By combining the decorrelation filter and the carrier filter into a
hybrid filter, some of the unintended distortions may be reduced.
In particular, when the audio content is reproduced over
headphones, the externalization may be improved while the timbre is
substantially preserved. In addition, memory and processor load
required by the audio processing system may be reduced.
The decorrelation method 200 begins by generating at least two
prototype decorrelation filters (202) which, when applied, achieve
a desired degree of decorrelation. The phase responses of the
prototype decorrelation filters are then warped and scaled with a
frequency-dependent weighting (204). Each of the warped
decorrelation filters are then mixed with at least one carrier
filter (206) to produce a hybrid filter. Depending on the type of
carrier signal processing and input audio signal, multiple pairs of
decorrelation filters and carrier filters may be mixed. The
resulting hybrid filters may then perform both decorrelation and
carrier signal processing on an audio signal (208) without needing
separate decorrelation and carrier filters.
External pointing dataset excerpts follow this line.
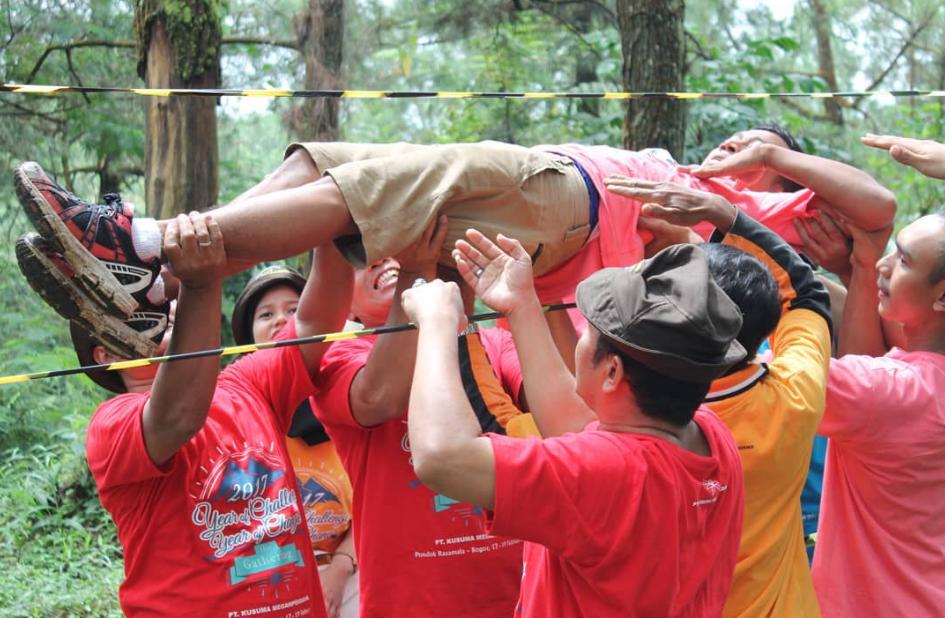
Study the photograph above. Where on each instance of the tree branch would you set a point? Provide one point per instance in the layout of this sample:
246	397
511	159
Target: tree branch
259	40
803	111
130	170
902	50
603	8
66	47
122	44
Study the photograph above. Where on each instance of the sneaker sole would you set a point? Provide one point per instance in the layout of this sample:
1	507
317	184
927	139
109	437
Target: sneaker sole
60	292
90	274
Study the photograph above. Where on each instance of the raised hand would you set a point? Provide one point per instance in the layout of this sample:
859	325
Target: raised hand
674	203
193	245
925	155
825	242
500	272
665	235
435	302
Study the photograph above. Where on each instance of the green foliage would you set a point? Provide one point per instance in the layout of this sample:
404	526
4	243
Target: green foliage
59	555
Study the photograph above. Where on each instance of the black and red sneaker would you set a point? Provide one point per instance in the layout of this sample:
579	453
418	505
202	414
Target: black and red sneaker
94	239
51	276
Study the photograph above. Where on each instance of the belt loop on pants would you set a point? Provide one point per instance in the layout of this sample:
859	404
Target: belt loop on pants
593	205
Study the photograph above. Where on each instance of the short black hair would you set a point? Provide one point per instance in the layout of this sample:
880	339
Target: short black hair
658	396
752	287
789	185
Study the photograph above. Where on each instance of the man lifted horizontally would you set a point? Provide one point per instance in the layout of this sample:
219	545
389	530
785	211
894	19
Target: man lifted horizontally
374	200
640	513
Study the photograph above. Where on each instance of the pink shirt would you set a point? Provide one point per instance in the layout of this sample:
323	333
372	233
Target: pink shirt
617	241
881	542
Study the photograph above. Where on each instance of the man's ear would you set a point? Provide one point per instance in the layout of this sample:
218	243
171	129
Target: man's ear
101	356
938	292
939	304
614	376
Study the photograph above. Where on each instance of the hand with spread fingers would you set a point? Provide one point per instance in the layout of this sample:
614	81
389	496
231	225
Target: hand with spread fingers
925	155
825	242
868	247
746	166
435	302
674	203
193	244
665	235
500	272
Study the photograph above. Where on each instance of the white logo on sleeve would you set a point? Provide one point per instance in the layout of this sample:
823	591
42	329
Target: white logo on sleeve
714	489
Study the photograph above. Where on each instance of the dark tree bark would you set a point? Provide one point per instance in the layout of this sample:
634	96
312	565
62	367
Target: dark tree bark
832	108
320	32
179	47
654	54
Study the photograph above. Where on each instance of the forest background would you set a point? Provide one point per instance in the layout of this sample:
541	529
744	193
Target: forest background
59	555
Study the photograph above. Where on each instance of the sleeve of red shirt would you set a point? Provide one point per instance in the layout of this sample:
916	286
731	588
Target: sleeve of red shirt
340	364
279	374
114	443
555	493
861	391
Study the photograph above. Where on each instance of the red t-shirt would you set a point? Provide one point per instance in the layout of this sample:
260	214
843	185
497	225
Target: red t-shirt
420	553
621	524
617	242
218	530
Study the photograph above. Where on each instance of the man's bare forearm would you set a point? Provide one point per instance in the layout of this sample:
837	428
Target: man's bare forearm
848	191
549	385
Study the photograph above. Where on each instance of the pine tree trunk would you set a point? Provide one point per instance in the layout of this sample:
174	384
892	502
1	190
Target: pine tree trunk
320	32
652	38
832	109
179	47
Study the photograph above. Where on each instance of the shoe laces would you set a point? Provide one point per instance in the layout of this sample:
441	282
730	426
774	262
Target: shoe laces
113	200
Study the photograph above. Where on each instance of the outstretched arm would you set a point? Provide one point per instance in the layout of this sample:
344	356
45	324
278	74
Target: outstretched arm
324	302
182	391
843	189
925	155
449	454
501	274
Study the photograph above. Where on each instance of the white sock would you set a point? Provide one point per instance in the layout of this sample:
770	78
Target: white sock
156	294
146	238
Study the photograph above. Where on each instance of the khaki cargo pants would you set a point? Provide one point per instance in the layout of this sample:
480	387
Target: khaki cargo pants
393	191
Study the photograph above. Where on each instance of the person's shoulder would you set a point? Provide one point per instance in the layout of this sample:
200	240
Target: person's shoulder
896	361
117	407
495	336
716	432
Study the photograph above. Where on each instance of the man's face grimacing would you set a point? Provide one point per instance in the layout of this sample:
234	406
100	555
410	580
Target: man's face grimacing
911	280
769	181
374	289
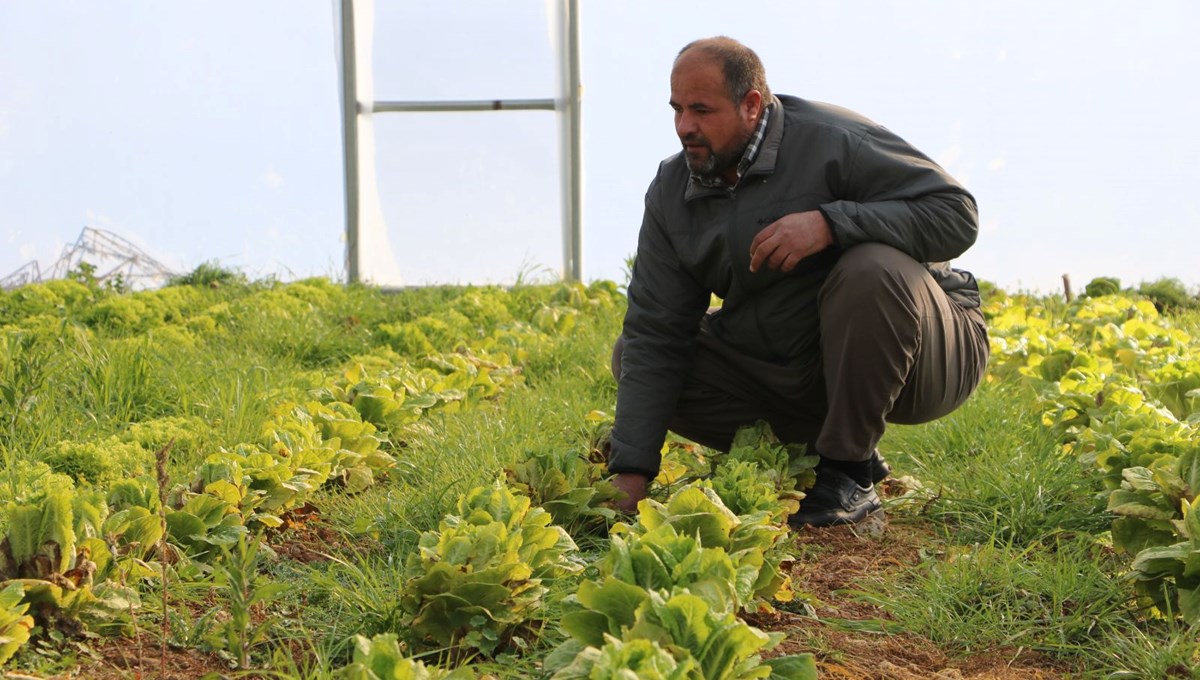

FIG. 3 illustrates an embodiment of a decorrelation system that
utilizes a hybrid filter 302. In contrast to the conventional
systems of FIGS. 1A and 1B, the decorrelation system of FIG. 3
performs both decorrelation and carrier signal processing on an
input audio signal 304 using a hybrid filter 302. The hybrid filter
302 applies decorrelation at the same time as the carrier signal
processing, then outputs an output audio signal 306. The output
audio signal 306 may then be transmitted to an audio reproduction
system or other audio processing system. The audio reproduction
system generates audible audio signals from the output audio signal
306 by utilizing well known reproduction techniques. The audible
audio signals may be generated by any transducer devices, such as
loudspeakers, headphones, earbuds, and the like.
Similar to the audio processing system of FIGS. 1A and 1B, the
carrier signal processing of FIG. 3 may include spatial processing
using HRTFs, BRIRs, or other spatial processing techniques.
Alternatively or in addition, the carrier signal processing may
include upmix or downmix processing to change the number of output
channels in the output audio signal 306.
By folding decorrelation into the carrier signal processing, the
hybrid filter 302 requires less memory and processor load than the
filters shown in FIGS. 1A and 1B. The combination of decorrelation
and carrier signal processing may be applied using no more memory
and processor load than required by the carrier signal processing
alone. In addition, the decorrelation and carrier signal processing
may be integrated together in such a way as to reduce unintended
distortions and to better preserve a desired timbre of the output
audio signal 306.
FIG. 4 illustrates an embodiment of a method 400 for generating a
pair of prototype decorrelation filters. The prototype
decorrelation filters are designed to have
"neutral-timbre"--meaning the decorrelation filters introduce
minimal changes to the timbre of the decorrelated audio signals. In
conventional decorrelation filter design, a randomized phase
response is computed directly in the frequency domain, combined
with weights based on a target correlation coefficient C, and the
magnitude response is normalized to unity. This conventional method
may introduce timbral changes in the decorrelated audio signal, and
the amount of decorrelation may vary significantly from the target.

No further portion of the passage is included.